Autori innovativi che hanno osservato, con i propri linguaggi, la propria realtà interiore e il mondo: sguardi sempre più necessari nello scenario attuale, in cui “l’Arte inquieta” è figlia di quell’urgenza espressiva che, alla base della sua febbrile attività, genera opere uniche e sorprendenti. Un viaggio ai primordi dell’arte, alle sue origini spontanee e istintive, seguendo le tensioni della linea espressionista e la poetica surrealista aperta al sogno oltre i confini della ragione. Un percorso tra opere provenienti anche da mondi esclusi.

Curata da Giorgio Bedoni, Johann Feilacher e Claudio Spadoni, accompagnata da un bel catalogo edito da Silvana Editoriale, la mostra rivela, attraverso le opere selezionate, quel bisogno creativo indispensabile all’esplorazione degli infiniti volti ed espressioni dell’identità umana.

Centoquaranta opere che sorprendono, stupiscono e coinvolgono il visitatore proprio nell’emersione dell’inquieta identità dell’artista nello sguardo sulla storia, su desideri e realtà di questo mondo.
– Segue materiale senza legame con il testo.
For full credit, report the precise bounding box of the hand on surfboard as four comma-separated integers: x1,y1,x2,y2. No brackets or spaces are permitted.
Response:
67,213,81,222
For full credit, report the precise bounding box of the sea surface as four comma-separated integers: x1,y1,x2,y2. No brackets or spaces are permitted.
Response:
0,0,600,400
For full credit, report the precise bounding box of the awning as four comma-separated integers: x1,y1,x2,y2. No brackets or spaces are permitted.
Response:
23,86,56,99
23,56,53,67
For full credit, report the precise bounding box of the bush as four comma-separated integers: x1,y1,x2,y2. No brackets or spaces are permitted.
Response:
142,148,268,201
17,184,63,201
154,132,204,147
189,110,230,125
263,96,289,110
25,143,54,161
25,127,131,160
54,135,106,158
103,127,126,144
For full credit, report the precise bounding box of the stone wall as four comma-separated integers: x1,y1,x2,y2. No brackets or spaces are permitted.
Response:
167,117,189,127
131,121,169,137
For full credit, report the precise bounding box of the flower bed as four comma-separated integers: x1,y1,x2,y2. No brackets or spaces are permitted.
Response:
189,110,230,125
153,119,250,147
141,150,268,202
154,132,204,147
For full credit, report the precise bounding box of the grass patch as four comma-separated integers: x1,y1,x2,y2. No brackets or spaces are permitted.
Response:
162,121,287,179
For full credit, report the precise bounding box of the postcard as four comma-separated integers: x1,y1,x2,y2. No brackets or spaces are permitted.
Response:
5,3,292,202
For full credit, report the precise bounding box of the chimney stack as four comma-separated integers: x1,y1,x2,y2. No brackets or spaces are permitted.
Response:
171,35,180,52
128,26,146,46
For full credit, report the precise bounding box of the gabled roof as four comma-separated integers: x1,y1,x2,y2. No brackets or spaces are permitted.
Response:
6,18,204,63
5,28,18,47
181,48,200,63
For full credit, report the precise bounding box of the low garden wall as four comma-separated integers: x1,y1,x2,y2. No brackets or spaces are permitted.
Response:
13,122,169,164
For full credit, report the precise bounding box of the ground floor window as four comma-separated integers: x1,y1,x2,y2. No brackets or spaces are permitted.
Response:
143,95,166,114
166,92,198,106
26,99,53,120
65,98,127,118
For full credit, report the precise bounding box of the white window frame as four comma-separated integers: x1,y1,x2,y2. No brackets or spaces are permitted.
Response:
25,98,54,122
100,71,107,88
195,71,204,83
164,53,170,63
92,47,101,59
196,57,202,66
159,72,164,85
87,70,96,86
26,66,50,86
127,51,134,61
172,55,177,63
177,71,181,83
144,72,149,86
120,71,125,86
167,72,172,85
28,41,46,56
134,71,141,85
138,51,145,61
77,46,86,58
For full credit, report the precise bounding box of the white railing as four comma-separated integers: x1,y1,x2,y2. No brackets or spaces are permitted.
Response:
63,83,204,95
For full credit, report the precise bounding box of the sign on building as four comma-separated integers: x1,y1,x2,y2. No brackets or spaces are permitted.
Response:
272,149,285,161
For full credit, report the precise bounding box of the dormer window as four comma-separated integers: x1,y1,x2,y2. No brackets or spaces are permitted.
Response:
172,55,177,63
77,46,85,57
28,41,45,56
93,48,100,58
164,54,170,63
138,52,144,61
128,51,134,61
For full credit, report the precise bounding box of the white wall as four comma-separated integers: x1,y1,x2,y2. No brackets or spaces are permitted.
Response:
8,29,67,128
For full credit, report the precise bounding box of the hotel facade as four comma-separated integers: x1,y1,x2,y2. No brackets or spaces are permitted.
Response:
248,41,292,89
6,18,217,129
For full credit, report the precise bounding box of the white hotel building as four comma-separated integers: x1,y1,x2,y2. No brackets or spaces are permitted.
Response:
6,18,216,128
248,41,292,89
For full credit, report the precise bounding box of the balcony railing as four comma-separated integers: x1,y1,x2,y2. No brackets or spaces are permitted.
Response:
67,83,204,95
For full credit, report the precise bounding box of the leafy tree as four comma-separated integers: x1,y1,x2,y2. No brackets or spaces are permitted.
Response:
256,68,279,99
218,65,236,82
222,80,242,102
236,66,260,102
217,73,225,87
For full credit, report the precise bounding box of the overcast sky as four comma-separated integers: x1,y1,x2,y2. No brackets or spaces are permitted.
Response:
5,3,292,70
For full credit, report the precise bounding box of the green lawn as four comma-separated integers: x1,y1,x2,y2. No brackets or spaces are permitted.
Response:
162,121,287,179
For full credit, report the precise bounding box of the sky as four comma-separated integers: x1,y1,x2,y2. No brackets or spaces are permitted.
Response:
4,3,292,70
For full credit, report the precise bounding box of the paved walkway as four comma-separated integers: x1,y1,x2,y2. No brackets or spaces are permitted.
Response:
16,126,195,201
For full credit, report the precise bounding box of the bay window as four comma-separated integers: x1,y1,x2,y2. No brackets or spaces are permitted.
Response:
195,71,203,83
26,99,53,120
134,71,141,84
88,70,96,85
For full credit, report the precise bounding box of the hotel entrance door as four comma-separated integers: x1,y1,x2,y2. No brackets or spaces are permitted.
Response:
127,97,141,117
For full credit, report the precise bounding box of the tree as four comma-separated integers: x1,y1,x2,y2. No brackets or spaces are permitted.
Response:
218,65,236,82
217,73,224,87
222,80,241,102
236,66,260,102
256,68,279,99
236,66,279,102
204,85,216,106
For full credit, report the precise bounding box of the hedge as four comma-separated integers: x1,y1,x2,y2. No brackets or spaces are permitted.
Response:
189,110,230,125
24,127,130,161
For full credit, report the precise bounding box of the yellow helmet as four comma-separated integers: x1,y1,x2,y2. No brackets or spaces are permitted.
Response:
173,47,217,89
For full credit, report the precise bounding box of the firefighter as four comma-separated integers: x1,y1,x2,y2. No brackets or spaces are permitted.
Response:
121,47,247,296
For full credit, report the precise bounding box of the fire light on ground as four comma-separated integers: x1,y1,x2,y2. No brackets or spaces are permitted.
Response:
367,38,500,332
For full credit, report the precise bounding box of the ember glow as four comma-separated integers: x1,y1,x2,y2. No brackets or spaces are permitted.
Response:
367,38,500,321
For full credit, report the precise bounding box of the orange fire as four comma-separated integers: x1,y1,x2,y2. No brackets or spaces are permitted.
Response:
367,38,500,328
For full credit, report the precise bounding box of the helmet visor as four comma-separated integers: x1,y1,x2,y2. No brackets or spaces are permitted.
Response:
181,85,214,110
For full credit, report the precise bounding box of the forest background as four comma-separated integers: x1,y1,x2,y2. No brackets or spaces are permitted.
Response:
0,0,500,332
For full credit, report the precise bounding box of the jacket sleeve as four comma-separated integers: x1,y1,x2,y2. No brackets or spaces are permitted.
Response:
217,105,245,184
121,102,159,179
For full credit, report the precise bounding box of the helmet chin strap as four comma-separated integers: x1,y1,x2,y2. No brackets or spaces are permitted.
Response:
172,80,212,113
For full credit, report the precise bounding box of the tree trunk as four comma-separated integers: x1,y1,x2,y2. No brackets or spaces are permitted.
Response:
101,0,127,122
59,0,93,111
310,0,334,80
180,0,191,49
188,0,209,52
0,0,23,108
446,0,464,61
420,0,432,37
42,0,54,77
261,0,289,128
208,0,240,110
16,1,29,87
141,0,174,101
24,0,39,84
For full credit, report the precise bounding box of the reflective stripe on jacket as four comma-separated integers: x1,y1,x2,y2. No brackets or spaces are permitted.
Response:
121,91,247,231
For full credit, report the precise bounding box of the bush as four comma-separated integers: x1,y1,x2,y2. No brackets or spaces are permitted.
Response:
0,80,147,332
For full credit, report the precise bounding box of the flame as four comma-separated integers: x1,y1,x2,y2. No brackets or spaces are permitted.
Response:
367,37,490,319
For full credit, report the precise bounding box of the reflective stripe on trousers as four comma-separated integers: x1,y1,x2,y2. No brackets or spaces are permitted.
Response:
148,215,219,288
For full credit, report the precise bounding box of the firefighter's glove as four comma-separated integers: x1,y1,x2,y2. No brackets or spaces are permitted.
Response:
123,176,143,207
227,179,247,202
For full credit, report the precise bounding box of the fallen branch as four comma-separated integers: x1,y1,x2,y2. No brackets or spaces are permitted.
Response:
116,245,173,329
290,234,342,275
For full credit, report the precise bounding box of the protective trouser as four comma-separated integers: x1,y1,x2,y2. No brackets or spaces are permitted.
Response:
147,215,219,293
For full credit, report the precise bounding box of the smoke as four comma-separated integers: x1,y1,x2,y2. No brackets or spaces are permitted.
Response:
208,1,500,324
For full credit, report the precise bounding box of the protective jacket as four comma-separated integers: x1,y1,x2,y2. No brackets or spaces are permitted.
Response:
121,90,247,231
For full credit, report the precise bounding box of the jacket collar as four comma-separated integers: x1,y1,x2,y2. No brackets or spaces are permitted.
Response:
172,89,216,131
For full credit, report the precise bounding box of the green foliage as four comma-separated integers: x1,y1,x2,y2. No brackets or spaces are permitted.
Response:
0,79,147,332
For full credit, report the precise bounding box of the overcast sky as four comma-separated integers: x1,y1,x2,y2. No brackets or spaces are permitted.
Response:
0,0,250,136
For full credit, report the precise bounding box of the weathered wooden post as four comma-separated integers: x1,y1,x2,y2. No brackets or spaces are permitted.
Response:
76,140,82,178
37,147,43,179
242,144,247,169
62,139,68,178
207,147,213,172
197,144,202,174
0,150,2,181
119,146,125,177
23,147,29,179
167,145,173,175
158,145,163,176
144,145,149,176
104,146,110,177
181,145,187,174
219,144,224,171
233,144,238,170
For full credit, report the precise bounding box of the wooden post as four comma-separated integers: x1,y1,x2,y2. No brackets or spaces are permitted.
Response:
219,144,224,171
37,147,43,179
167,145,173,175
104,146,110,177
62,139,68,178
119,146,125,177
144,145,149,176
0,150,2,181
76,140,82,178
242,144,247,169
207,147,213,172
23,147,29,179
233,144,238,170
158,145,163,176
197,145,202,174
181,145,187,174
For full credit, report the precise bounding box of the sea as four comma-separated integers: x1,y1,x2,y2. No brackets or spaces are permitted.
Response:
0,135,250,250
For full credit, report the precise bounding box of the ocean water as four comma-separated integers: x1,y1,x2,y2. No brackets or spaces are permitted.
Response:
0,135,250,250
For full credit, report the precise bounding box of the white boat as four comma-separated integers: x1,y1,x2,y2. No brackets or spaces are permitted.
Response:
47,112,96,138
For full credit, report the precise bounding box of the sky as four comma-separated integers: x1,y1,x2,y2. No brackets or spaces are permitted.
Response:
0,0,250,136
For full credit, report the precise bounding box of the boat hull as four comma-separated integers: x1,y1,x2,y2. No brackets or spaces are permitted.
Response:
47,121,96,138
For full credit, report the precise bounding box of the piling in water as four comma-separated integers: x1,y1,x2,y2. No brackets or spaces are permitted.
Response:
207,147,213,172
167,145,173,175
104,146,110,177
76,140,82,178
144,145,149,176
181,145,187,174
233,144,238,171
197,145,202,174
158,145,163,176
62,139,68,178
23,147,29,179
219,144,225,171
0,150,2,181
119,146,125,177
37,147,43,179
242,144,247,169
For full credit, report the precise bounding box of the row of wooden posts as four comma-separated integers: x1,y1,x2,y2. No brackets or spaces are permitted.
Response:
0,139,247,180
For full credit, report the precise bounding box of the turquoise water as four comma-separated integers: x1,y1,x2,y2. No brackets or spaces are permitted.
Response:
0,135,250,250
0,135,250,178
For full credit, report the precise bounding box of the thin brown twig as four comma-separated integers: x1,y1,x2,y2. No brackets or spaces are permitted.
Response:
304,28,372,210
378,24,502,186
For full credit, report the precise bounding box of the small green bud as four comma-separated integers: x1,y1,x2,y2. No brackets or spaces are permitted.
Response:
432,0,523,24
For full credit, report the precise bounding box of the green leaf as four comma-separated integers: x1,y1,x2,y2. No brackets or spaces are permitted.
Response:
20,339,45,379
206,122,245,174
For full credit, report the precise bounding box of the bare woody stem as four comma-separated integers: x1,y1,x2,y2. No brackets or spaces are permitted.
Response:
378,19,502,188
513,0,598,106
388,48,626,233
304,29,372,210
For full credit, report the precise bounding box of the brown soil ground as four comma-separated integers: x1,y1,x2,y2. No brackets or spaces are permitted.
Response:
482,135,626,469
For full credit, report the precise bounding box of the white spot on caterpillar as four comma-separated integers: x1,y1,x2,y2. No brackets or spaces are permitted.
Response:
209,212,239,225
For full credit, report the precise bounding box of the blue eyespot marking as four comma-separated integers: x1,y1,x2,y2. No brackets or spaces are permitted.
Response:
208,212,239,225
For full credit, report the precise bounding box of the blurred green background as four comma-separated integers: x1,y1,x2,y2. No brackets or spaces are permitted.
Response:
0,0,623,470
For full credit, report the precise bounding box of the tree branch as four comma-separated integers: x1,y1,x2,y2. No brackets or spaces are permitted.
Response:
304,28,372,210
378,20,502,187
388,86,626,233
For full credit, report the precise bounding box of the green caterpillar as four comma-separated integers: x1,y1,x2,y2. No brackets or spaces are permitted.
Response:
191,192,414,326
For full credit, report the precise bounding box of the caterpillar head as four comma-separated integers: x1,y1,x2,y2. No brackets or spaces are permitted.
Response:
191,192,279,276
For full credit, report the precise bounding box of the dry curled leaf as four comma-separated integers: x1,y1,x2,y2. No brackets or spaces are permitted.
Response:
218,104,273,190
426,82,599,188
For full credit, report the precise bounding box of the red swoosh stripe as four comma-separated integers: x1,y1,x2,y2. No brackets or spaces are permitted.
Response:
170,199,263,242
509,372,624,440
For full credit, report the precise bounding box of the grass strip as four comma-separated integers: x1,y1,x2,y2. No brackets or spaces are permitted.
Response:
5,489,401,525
La conferma di come l’arte sia una sorta di sismografo sensibile ai confini incerti.

L’arte ci interroga sulla natura dell’uomo, su sogni e desideri collettivi, è un viaggio che evidenzia quanto la vicenda umana possa essere stupefacente e imprevedibile, al di là di qualsiasi forma e confine tracciato.

Asger Jorn (1914-1973), affermò: “L’arte deve comunicare, lanciare dei messaggi, servendosi di espressioni forti, barbare, violente, vandaliche. L’arte non è un’immagine piatta, levigata e lucida, che gli acidi emozionali non possano attaccare. Al contrario l’arte graffia e disturba, è stridore, imperfezione e invenzione. Per questo bisogna opporsi al razionalismo che vuole invadere dei territori che non gli appartengono, i territori dell’immaginario”.

Il pensiero del pittore danese riverbera quello di Paul Klee (1879-1940): “Più di uno non riconoscerà la verità del mio specchio. Deve comunque rendersi conto che io non sono qui per riflettere la superficie (questo può farlo la lastra fotografica) ma che devo penetrare all’interno. Io rifletto fino all’interno del cuore. Io scrivo parole sulla fronte e attorno agli angoli della bocca. I miei volti umani sono più reali di quelli veri”.

“L’Arte Inquieta”, dunque, non è solo un’ampia mostra che riunisce per stanze tematiche opere straordinarie, ma è anche l’espressione di un progetto sociale cui la Fondazione Palazzo Magnani ha dato vita, insieme alla città di Reggio Emilia, un grande lavoro corale.